The background behind this exceptional gift—the largest single donation given to a Jewish cause in Israel and the second largest to a Jewish cause anywhere—goes back to 1916. That year, Davidson’s mother, Sarah (Sal) Wetsman Davidson (above), and her parents invited Hadassah founder Henrietta Szold to their Detroit home, where they hosted her for 10 days. By the time Miss Szold left, Sal and her mother were members of a 30-woman Hadassah chapter in the city, one of the organization’s first. Two years later, Sal borrowed $1,000 from her father (which she repaid) for an ambulance for the Hadassah-sponsored American Medical Zionist Unit to Palestine. Three years after that, her parents bought land on Mount Scopus, which became part of the campus of Hadassah’s first Jerusalem hospital.
“We’ve maintained a long-term relationship with the Hadassah Medical Organization, first on Mount Scopus and now in Ein Kerem,” said Davidson, when his gift was announced in March. “The power of family is truly binding, and I feel privileged to be the third generation to support Hadassah’s goals and achievements.…”
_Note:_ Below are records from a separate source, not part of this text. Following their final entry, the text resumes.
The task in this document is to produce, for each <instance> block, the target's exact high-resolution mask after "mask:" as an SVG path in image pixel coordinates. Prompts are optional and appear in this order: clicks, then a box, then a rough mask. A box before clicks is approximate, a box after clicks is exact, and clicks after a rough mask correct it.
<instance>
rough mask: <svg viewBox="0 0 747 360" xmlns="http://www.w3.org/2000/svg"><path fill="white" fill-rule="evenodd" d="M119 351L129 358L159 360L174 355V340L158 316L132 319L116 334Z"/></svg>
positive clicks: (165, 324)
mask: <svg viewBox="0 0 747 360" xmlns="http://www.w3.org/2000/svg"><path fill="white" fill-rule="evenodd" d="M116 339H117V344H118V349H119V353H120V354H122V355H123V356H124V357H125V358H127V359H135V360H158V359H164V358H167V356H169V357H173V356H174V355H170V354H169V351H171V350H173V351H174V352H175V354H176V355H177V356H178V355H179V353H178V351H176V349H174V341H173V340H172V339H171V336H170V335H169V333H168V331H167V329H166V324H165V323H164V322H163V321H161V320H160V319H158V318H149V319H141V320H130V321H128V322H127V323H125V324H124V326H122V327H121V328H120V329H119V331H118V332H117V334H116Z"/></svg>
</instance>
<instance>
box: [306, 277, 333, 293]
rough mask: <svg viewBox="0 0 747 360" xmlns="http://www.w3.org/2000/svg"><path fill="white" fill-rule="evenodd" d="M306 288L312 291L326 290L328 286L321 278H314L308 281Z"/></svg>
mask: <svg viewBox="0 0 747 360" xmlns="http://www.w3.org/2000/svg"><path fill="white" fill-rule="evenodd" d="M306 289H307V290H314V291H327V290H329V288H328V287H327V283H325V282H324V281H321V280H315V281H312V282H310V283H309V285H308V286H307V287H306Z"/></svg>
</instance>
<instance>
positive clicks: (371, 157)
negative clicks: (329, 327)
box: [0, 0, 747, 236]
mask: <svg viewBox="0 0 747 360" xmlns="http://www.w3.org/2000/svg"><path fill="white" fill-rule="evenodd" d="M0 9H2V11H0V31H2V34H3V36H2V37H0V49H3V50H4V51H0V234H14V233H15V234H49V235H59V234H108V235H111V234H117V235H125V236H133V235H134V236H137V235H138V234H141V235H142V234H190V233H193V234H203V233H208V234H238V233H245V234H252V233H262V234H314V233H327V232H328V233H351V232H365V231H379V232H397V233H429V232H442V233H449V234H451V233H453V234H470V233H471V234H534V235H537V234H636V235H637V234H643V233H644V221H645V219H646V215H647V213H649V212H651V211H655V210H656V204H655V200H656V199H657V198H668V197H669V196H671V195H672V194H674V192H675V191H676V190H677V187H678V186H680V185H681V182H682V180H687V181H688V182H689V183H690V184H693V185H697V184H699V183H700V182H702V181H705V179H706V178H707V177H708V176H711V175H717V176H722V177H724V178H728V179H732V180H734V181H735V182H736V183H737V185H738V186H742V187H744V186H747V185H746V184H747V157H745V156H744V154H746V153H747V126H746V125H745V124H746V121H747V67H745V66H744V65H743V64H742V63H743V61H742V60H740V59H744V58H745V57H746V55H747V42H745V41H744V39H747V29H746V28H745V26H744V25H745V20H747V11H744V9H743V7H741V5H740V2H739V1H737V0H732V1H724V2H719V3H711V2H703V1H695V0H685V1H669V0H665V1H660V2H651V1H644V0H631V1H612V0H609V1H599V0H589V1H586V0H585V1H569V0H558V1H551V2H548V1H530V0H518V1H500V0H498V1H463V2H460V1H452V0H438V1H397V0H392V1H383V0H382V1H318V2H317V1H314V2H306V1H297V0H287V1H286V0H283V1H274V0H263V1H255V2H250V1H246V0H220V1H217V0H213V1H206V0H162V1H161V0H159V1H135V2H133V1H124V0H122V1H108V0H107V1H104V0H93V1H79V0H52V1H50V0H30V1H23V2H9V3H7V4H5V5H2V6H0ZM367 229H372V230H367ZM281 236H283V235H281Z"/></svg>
The soft-spoken Davidson, born in Detroit in 1923, is president and CEO of Guardian Industries of Auburn Hills, Michigan, a leading manufacturer of float glass and fabricated glass products. He got involved in the business in 1955 when, aged 32, he joined his uncle’s near bankrupt windshield-manufacturing business; he took over and paid off creditors in three years. Today, Guardian’s annual sales average $4 billion. Among its recent projects: the walls of New York’s towering Time Warner Center.
Davidson has also had success in the world of professional sports. He owns the Detroit Pistons, the Detroit Shock and the Tampa Bay Lightning. All three won their respective league championships in 2004.
Davidson’s son, Ethan, is a folk singer; his daughter, Marla, is an artist; Marla’s husband, Jonathan Aaron, is his assistant. Former president of the Detroit Jewish Federation and of his Conservative synagogue, Davidson lives with his wife in Bloomfield Hills, Michigan, works out daily and also devotes impressive energy to philanthropy in both the United States and Israel.
He has been point man behind many programs to aid at-risk youngsters in the Detroit area and opened a glass-manufacturing business in Israel—to which he gave $40 million after last summer’s Lebanon war. His alma mater, the University of Michigan’s Ross School of Business, houses a William Davidson Institute, and the Graduate School of Jewish Education at New York’s Jewish Theological Seminary of America also carries his name. In Israel, the Weizmann Institute of Science and the Technion–Israel Institute of Technology each enjoy substantial support from Davidson, as does the Schechter Institute of Jewish Studies in Jerusalem.
And now the inpatient center at Hadassah will also carry the Davidson name—but not that of William. It is to be called the Sarah Wetsman Davidson Tower, honoring the memory of his mother and the trigenerational link between the Davidson family and Hadassah.